Hey sorry for the late follow-up, have been traveling for work and family visits recently. Here is what’s happening in this case:
- Every time you click “Run” (or automatically on page load), all the files in the PG are compiled as ES modules. Every subsequent run will reuse these cached modules (to avoid overhead of recompiling everything every run) in the PG entrypoint (createScene or the corresponding function depending on environment)
- Editing any of the modules automatically breaks this cache
- The outer “module scope” code only gets run anytime a cache miss happens on run, i.e.
window.toto = 1will only be called in that case.
Some ideas off the top of my head are:
- Any “initialization code” can happen inside the entrypoint function (createScene) and will be deterministic. Caveat here is obviously we share global window state and any code in the PG can modify any code in the PG so side effects break idempotency.
- Never cache the entrypoint and force re-compilation of all modules on every run.
What do you think could be best practice here? I put the caching in as a sort of gold-plating layer for optimization thinking people’s use case there would be running a PG from the start and watching a time sequence of something happening and doing that over and over without modifying code.

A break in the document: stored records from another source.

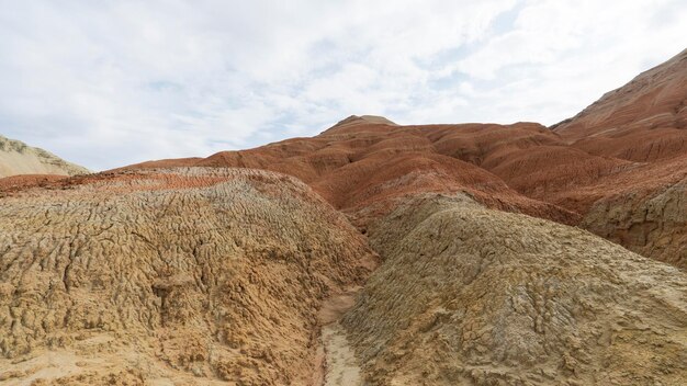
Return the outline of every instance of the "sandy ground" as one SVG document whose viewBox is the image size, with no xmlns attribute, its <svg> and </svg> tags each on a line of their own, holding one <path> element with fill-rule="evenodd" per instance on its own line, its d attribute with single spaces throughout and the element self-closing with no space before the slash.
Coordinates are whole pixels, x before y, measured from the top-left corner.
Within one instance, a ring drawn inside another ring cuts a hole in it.
<svg viewBox="0 0 687 386">
<path fill-rule="evenodd" d="M 358 360 L 338 321 L 323 327 L 322 341 L 326 353 L 325 386 L 362 385 Z"/>
</svg>

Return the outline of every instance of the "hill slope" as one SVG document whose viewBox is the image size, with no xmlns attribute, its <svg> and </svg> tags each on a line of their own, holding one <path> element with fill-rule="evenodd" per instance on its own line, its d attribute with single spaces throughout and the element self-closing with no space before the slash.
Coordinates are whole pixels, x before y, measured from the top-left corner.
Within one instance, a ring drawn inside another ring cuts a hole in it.
<svg viewBox="0 0 687 386">
<path fill-rule="evenodd" d="M 375 263 L 285 175 L 158 170 L 61 188 L 0 205 L 9 384 L 309 384 L 318 310 Z"/>
<path fill-rule="evenodd" d="M 588 232 L 424 195 L 370 226 L 341 321 L 372 385 L 683 385 L 687 274 Z"/>
<path fill-rule="evenodd" d="M 75 175 L 88 169 L 67 162 L 43 149 L 0 136 L 0 178 L 18 174 Z"/>
</svg>

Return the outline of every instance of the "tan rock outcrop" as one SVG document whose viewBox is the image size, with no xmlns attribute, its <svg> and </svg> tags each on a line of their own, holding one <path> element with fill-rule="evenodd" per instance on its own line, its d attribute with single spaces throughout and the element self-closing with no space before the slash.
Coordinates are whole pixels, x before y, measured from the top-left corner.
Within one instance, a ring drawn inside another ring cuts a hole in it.
<svg viewBox="0 0 687 386">
<path fill-rule="evenodd" d="M 687 274 L 465 196 L 402 203 L 341 325 L 372 385 L 684 385 Z"/>
<path fill-rule="evenodd" d="M 309 384 L 318 308 L 375 263 L 309 188 L 256 170 L 94 175 L 0 218 L 9 384 Z"/>
<path fill-rule="evenodd" d="M 52 152 L 0 136 L 0 178 L 18 174 L 76 175 L 90 171 Z"/>
</svg>

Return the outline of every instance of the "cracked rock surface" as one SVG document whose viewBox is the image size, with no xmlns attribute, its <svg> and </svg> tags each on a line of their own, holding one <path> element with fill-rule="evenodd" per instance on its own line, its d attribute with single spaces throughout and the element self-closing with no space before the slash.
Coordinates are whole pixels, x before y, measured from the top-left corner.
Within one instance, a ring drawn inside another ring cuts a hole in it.
<svg viewBox="0 0 687 386">
<path fill-rule="evenodd" d="M 372 385 L 684 385 L 687 275 L 587 231 L 423 195 L 341 325 Z"/>
<path fill-rule="evenodd" d="M 375 256 L 297 180 L 90 177 L 0 205 L 0 382 L 308 384 L 317 310 Z"/>
</svg>

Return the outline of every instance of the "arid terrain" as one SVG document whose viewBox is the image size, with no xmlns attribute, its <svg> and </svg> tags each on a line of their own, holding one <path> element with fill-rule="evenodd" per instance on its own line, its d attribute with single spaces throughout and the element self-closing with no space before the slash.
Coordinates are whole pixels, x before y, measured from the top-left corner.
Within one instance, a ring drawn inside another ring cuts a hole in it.
<svg viewBox="0 0 687 386">
<path fill-rule="evenodd" d="M 687 50 L 551 127 L 12 157 L 0 383 L 687 384 Z"/>
<path fill-rule="evenodd" d="M 19 174 L 75 175 L 88 169 L 67 162 L 43 149 L 0 135 L 0 179 Z"/>
</svg>

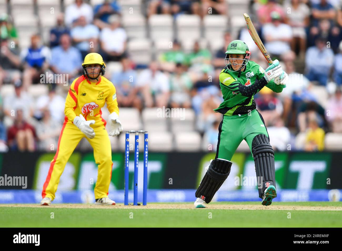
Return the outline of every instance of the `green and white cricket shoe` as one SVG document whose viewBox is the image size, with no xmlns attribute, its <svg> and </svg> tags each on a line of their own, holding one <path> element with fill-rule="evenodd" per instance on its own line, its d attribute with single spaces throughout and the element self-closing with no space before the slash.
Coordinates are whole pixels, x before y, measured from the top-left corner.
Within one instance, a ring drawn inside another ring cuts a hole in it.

The second they modify code, that cached entrypoint will be recompiled.
I don’t know what the best solution is in this case… It’s a breaking change from how it worked before version 2, but I don’t know if that’s a big problem or if we can just say that’s how it works, and if someone wants to run the global code again, they have to refresh the page…
One suggestion: add a setting such as “Always execute global code when PG is started” to the list of settings. That way, users can decide whether they want to enable it or not.
cc @Deltakosh and @sebavan for their inputs.
I like the settings idea!
I like the idea of an optional teardown method - it does create an extra convention, but the PG already works on conventions. In the past I have added Scene observables to work around it, but adding DOM click event handlers or such would create double events on re-run PGs. This is similar to how testing frameworks work.